Il film vede uno psicotico agente del tesoro, Harry Pfarrer (George Clooney) barcamenarsi fra allergie isteriche, paranoie e manie personali nonché fra un matrimonio in crisi compensato dalla relazione con Katie Cox (Tilda Swinton) una teutonica e fredda pediatra sposata, a sua volta, con Osbourne Cox (John Malkovich), analista della CIA auto-licenziatosi per questioni di alcolismo. Questo trittico incappa, nolente, in una sarabanda di situazioni grottesche a causa di un file testuale scritto da Osbourne, una sorta di memoriale del suo lavoro alla CIA.  Il documento finisce nello spogliatoio della Hard Bodies, una palestra locale. A trovarlo è Chad Feldheimer (uno svampito e truzzo Brad Pitt) un istruttore del posto, amico di Linda Litzke (Frances Mc Dormand), personal trainer della stesa palestra, vogliosa di ringiovanire la sua mezza età tramite costosissimi interventi di chirurgia estetica. Il resto è un carosello grottesco-morboso-comico splatter che conduce ad un finale dialogato che fa scattare allo spettatore una inevitabile risata liberatoria.
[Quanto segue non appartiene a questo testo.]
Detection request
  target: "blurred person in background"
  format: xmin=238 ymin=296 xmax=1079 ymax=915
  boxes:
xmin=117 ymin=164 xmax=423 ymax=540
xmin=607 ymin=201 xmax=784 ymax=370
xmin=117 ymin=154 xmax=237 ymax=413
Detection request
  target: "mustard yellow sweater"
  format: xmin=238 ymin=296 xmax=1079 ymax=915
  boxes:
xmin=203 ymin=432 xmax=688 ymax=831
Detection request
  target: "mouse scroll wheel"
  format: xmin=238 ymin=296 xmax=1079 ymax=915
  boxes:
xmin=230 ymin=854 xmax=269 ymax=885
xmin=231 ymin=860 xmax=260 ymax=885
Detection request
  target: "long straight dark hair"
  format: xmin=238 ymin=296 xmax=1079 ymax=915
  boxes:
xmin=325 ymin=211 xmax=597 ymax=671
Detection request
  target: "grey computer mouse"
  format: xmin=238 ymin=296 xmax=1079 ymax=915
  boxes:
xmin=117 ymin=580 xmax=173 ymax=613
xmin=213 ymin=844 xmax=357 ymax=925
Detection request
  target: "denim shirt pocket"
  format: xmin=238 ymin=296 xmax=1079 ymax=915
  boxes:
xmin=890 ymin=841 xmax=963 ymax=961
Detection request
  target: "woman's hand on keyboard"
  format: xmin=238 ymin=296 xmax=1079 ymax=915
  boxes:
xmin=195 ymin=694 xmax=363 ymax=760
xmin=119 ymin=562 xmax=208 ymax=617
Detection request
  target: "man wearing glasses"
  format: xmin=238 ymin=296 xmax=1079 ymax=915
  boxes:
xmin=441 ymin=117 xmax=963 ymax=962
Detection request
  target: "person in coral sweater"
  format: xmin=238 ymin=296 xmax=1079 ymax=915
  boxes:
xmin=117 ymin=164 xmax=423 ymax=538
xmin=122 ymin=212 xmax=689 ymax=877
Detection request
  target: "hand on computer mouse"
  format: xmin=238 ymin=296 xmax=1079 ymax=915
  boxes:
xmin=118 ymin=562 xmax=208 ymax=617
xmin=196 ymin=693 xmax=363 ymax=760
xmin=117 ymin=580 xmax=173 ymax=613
Autori molto prolifici, i Coen Bros nel 2008 sfornarono due follie di seguito. “Burn After Reading” viene subito dopo il western metropolitano “Non è Un Paese per Vecchi”. Quest ultimo ha, però, oscurato “Burn” quasi ingiustamente. Si tratta di due film totalmente diversi e perciò è impossibile fare dei paragoni sulla qualità. “Burn After Reading” ha tutto il diritto di entrare nelle bacheche dei grandi film del Terzo Millennio. Umorismo yiddish, dramma psicologico misto a comicità, situazioni pulp, fotografia da spy movie anni ’80, ritmo serrato e un Brad Pitt comico e gigione che vale tutto il prezzo del biglietto.

Nel film ritroviamo la brillante Mc Dormand, già attrice per i Coen in “Fargo” (1996), nel ruolo di una coraggiosa poliziotta in dolce attesa.

Memorabile la scena della splatterosa morte del bambinone Chad. E’ talmente improvvisa e quasi avulsa dal contesto scenico che diverte invece di intristire.  John malkovich è un perfetto alcolista maniaco-depresso, uno dei migliori cattivi…in una commedia.

Se potessimo dare un voto, 10 va benissimo, specie per la “fuck-machine” costruita in casa dal depresso Clooney.